La administración del zoológico reconoció la falta de alimento y se la atribuyen al escaso presupuesto, la inflación y la escasez

El Parque Zoológico Metropolitano del Zulia padece su peor crisis desde su fundación hace 45 años.

Conforme a un reportaje especial realizado por el medio local Panorama, en medio de la inseguridad y la coyuntura económica del país petrolero, la mal nutrición abunda en toda la colección de animales que aún preserva el zoológico.

Los animales comen una vez a la semana y los más afectados son las especies carnívoras y carroñeras como los tigres, leones, leopardos, pumas, cunaguaros y el cóndor andino.

Un cuidador del parque explicó al medio local que estos felinos deben comer al día entre el 8 al 10 por ciento de su peso, algo que no sucede.

La administración del zoológico reconoció la falla y se la atribuyen a la falta de presupuesto, la inflación y la escasez de alimentos.

Arón Montiel, gerente general del parque, reconoció que el santuario animal está en crisis y que hay una necesidad importante de alimentos para sostener la operatividad del lugar.

Explicó que se necesita una tonelada de carne; cuatro mil kilos de verduras y 120 kilos de concentrado animal a la semana para alimentar correctamente a las 300 especies y casi mil unidades que hay en el lugar.

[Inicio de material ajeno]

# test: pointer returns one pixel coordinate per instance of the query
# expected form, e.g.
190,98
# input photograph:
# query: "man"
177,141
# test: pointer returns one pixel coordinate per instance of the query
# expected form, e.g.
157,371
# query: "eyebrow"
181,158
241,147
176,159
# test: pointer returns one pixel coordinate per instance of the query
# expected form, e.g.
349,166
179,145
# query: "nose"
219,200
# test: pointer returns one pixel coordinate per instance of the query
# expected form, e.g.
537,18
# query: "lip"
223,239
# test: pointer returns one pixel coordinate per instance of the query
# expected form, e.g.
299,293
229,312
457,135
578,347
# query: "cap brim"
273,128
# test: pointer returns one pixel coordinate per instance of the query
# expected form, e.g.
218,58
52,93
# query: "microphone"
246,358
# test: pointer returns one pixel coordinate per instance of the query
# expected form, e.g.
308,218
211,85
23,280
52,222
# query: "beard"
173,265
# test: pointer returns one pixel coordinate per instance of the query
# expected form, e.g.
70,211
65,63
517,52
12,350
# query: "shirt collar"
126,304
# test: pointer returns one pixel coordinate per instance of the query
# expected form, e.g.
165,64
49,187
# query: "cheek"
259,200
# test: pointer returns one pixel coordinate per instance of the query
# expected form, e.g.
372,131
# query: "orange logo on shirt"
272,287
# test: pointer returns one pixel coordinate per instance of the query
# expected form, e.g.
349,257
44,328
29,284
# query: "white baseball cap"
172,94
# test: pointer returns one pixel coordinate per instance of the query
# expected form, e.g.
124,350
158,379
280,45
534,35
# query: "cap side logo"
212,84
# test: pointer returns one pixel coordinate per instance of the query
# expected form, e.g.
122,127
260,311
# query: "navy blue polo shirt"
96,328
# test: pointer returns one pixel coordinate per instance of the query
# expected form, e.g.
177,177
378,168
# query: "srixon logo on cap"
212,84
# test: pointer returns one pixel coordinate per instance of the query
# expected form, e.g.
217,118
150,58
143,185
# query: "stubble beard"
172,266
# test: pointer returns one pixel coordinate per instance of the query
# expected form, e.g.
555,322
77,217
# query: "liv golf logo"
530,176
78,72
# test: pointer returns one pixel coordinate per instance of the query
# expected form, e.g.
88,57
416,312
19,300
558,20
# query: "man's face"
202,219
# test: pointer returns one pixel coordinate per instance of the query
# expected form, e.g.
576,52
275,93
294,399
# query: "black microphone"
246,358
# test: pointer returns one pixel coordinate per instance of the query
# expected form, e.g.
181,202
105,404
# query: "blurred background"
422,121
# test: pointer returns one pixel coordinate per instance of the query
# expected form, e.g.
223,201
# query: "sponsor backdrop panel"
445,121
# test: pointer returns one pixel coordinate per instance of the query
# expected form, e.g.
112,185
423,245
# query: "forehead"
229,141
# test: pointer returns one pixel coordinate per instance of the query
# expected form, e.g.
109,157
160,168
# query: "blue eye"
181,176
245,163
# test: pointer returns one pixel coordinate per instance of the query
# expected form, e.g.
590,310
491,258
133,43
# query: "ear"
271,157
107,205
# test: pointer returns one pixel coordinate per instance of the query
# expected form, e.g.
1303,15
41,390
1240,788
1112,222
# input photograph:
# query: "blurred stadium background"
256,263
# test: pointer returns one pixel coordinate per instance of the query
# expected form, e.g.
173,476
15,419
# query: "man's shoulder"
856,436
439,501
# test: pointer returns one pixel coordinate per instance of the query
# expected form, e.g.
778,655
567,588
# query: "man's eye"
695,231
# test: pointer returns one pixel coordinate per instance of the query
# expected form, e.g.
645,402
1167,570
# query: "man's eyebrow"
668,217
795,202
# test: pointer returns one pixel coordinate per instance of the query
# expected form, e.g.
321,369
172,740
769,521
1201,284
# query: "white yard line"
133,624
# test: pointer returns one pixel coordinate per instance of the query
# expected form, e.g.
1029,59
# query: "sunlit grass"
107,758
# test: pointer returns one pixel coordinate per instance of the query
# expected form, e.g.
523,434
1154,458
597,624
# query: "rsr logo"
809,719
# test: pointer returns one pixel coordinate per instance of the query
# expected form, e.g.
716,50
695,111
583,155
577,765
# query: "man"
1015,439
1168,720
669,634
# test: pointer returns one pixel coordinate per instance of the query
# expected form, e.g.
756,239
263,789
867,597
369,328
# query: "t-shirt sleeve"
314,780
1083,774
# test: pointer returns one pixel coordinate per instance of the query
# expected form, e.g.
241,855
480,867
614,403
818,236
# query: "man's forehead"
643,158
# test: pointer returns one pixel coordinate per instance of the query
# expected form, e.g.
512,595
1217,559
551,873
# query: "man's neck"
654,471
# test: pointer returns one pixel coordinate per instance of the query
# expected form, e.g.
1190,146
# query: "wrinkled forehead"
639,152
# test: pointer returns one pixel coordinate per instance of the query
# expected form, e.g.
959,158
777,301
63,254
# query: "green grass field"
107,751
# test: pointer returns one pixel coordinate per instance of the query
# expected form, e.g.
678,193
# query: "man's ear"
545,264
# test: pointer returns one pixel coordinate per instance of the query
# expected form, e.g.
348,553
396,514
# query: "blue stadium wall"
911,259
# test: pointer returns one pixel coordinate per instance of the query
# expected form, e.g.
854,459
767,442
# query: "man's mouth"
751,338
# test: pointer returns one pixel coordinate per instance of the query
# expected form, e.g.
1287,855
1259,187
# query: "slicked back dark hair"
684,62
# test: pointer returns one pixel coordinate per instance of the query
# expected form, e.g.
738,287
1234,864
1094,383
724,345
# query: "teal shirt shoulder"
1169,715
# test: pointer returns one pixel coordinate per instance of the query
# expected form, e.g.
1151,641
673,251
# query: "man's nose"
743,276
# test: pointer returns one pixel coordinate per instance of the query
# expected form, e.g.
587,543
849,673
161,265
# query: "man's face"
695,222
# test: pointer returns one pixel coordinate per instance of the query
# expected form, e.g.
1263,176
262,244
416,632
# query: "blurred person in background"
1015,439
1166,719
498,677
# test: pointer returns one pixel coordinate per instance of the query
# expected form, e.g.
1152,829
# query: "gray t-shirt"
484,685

Los carnívoros tienen la mala costumbre de comer carne, y no le podemos dar otro alimento que no sea carne; por eso se nos hace difícil”, señaló Montiel.

Pero las soluciones salen de donde se puede y así lo explicó un cuidador que dio su testimonio anónimo.

El sábado se sacrificó una cabra para darle de comer a los felinos; se picó en cuatro y se repartió entre los peores nutridos. También hemos tenido que matar a chigüires, cinco báquiros y búfalos para alimentar a otros animales que sería muy triste que murieran de hambre, como la pareja de cóndor andino que está en peligro de extinción y resulta una joya dentro de la colección del parque”, alegó el empelado.

El año pasado las autoridades investigaron el robo de animales, que sospechan fueron hurtados para ser consumidos como alimento.

Los trabajadores del parque, que solamente son 50, añadieron que la alimentación para las especies herbívoras se cumple adecuadamente.

Este grave problema de alimentación empeora cuando se suman otras carencias como la infraestructura y la seguridad del parque.

En el lugar hay varias bombas de agua dañadas, por lo que deben recurrir a camiones cisterna, los cuales tampoco llegan con regularidad, ni se contratan los suficientes.

Según lo publicado por el medio venezolano, uno de los escasos visitantes que caminaban en el zoológico sacó su botella de agua, acercó la boquilla a la cerca y le dio de beber al jaguar.

El pobre animal no tiene que tomar dentro de la jaula. Se tomó toda el agua que tenía”, dijo una mujer, quien alegó no tener miedo a que el animal le hiciera algo, pese a que sobrepasó la cerca de seguridad.

Respecto a la inseguridad, nada cambió desde agosto del año pasado cuando una decena de animales fueron robados y las autoridades regionales anunciaron planes concretos para frenarla.

Asimismo, los techos de acero de los exhibidores fueron desvalijados, por lo que los animales sufren por tener una sombra.